On the other hand, when pBL21 was introduced into the Δpmt mutant IB25, mycelium could only be grown under noninducing conditions (i.e. in the absence of thiostrepton) where no complementation of the Δpmt mutation was observed (Fig. S4); adding thiostrepton to the medium resulted in a lack of growth, either in liquid medium or on solid medium, meaning that expression of this chimeric Pmt protein was lethal (Fig. S6). Therefore, replacement of the N-terminal region containing the first extracellular loop of PmtMtu by that of PmtSco was apparently not innocuous. One possibility is that this construct results
in a misfolded protein that is toxic; we consider this unlikely, given the structural conservation shown by both Pmt proteins (Fig. S5). Another possible explanation is that the lethal phenotype is the result of a nonproductive interaction between selleck the chimeric Pmt and the Sec translocon, perhaps affecting Sec function to such an extent as to make it nonfunctional. We attempted to show specific interactions between components of the S. coelicolor Sec translocon and either PmtSco or PmtMtu using the bacterial two-hybrid system of Buparlisib chemical structure Karimova et al. (1998), but no significant interactions could be observed (data not shown).

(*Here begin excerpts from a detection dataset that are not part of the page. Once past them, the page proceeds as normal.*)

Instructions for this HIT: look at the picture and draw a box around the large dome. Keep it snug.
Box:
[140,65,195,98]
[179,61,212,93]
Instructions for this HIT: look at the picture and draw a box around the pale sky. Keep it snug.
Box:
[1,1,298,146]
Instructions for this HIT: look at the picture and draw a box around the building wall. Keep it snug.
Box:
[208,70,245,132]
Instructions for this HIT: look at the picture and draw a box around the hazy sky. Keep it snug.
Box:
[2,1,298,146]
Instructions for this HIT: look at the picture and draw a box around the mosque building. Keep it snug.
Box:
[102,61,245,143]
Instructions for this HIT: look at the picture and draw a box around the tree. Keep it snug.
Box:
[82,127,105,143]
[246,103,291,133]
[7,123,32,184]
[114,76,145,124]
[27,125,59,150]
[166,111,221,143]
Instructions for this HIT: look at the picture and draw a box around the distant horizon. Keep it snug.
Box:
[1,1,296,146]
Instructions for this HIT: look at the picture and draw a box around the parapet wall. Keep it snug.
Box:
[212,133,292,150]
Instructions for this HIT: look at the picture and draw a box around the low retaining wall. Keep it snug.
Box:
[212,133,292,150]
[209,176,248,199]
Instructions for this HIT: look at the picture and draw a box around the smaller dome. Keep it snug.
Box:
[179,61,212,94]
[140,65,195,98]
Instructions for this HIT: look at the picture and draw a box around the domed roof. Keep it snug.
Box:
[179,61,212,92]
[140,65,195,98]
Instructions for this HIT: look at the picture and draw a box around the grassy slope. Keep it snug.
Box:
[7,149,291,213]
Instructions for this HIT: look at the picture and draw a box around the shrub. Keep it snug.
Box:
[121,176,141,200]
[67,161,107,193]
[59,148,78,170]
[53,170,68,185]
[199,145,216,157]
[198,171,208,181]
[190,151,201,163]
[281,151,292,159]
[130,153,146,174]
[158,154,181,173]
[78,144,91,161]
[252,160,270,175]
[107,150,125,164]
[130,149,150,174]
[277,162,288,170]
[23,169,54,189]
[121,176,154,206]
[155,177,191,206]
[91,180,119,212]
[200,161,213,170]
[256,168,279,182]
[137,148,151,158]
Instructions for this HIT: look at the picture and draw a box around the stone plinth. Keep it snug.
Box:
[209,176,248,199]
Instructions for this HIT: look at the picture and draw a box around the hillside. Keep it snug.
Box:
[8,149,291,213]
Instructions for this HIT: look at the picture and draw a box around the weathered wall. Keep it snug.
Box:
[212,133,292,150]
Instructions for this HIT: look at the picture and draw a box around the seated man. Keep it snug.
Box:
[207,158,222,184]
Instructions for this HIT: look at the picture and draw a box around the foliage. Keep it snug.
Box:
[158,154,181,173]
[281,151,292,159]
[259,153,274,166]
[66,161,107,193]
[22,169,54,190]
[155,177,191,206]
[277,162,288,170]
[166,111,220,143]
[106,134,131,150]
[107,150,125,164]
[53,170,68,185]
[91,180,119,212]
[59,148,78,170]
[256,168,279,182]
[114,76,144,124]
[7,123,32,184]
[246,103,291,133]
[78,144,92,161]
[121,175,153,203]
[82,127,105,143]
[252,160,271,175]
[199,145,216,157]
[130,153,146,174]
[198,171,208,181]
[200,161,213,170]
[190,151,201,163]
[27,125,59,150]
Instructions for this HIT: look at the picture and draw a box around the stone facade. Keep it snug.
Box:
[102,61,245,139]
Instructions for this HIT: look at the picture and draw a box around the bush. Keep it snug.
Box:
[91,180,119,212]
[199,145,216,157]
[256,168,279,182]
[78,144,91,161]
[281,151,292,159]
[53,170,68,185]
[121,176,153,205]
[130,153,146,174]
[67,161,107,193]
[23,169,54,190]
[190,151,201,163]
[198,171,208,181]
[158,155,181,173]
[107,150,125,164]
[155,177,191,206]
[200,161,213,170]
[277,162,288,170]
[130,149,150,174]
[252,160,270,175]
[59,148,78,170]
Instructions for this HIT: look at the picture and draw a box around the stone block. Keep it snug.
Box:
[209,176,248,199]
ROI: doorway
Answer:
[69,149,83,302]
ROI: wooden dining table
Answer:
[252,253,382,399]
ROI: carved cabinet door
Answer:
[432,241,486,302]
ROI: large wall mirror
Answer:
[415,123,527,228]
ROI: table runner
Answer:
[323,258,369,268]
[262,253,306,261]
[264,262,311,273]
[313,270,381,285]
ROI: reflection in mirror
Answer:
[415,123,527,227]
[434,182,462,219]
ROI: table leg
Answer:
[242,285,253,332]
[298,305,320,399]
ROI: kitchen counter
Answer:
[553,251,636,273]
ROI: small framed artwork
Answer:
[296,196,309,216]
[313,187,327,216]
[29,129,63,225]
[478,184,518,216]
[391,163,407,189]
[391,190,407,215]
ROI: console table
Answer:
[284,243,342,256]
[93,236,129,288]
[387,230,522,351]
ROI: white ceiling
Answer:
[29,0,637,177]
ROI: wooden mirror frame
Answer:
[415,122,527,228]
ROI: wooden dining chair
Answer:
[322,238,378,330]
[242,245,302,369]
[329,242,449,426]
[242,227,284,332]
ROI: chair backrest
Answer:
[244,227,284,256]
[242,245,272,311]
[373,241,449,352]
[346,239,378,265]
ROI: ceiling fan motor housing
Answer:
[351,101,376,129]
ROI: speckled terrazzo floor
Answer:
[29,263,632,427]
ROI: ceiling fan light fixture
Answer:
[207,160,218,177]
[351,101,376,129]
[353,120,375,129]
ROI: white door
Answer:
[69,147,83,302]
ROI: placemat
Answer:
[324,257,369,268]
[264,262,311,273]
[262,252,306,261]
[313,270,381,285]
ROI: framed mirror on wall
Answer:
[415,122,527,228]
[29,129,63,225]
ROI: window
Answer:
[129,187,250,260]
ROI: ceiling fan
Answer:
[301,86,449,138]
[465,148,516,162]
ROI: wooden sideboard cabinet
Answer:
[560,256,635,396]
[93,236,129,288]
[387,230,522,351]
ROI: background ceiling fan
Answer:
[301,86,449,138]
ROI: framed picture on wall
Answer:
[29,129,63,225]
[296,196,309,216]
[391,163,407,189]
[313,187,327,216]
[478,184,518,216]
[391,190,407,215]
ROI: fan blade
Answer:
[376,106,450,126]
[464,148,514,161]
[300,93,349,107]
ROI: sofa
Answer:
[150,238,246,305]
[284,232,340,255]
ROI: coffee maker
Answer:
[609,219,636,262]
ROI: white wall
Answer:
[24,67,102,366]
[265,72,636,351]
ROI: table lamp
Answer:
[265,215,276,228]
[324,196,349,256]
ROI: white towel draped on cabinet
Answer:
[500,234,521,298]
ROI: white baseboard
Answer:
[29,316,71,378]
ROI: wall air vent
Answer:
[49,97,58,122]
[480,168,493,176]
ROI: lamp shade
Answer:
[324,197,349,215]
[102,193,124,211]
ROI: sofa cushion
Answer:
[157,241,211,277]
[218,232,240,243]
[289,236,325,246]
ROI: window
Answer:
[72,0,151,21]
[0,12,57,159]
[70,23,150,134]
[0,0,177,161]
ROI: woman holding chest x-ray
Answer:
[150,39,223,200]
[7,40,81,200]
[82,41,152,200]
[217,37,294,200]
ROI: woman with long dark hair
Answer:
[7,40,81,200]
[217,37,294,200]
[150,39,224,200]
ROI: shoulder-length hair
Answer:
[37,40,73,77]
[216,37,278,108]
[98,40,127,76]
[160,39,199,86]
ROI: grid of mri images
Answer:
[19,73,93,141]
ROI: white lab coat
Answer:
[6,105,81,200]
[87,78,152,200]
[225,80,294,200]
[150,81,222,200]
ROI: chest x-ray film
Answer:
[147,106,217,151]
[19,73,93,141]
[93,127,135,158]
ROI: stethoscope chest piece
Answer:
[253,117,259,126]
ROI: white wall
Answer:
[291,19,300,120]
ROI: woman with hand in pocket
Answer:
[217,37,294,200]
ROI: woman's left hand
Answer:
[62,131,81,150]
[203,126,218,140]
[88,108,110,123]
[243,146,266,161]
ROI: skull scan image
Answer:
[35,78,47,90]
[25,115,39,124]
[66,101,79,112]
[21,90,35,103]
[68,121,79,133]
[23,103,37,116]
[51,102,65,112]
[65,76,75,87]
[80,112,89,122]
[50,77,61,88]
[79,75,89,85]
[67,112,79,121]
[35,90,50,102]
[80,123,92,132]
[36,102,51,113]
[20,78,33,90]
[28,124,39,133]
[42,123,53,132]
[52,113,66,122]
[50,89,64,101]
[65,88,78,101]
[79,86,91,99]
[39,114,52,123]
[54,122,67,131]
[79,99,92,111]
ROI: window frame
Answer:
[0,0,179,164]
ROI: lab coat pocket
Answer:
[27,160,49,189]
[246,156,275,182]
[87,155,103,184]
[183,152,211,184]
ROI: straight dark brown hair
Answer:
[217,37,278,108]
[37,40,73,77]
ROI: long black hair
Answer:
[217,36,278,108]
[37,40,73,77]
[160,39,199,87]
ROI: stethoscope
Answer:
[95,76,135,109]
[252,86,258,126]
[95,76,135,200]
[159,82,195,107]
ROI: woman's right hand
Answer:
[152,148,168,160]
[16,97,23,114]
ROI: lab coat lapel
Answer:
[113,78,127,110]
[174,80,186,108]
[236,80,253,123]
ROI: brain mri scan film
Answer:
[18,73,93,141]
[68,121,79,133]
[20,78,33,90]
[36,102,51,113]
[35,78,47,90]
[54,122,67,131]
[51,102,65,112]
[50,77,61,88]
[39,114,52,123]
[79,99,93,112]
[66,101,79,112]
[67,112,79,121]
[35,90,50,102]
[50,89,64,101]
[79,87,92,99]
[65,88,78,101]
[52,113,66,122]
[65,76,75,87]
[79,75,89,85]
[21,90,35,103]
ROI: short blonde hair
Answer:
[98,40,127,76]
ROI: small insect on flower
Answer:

It has also been recently suggested that interaction between corynebacterial Pmt and Lnt might be essential for Pmt function in these bacteria, as there was no detectable glycosylation of a lipoprotein that is normally glycosylated in the absence of Lnt (Mohiman et al., 2012). Mycobacteria are closely related to corynebacteria, so it find more is conceivable that PmtMtu is not functional in S. coelicolor because it is unable to interact with S. coelicolor Lnt1. Because our results show that Lnt1 is not required for PmtSco function, this might reveal a fundamental difference between these two bacterial groups. Because PmtMtu failed to complement the Δpmt deletion of S. coelicolor in vivo, we wondered
whether Pmt activity could be detected in vitro, using the assay previously described for glycosylation of the synthetic A3 peptide derived from the Apa protein with a purified membrane fraction (Cooper et al., 2002). As can be seen in Fig. S7, membranes of wild-type S. coelicolor J1928 were able to mannosylate the A3 peptide, whereas those of the Δpmt mutant IB25 were not. When plasmid pBL12 encoding PmtSco was introduced into the Δpmt strain IB25 in vitro activity was restored, but no Pmt activity was detected when pBL9 (encoding PmtMtu) was introduced into this strain, meaning that this enzyme is not functional when expressed in S. coelicolor. This result supports the idea that PmtMtu is not capable of forming a productive interaction with the S.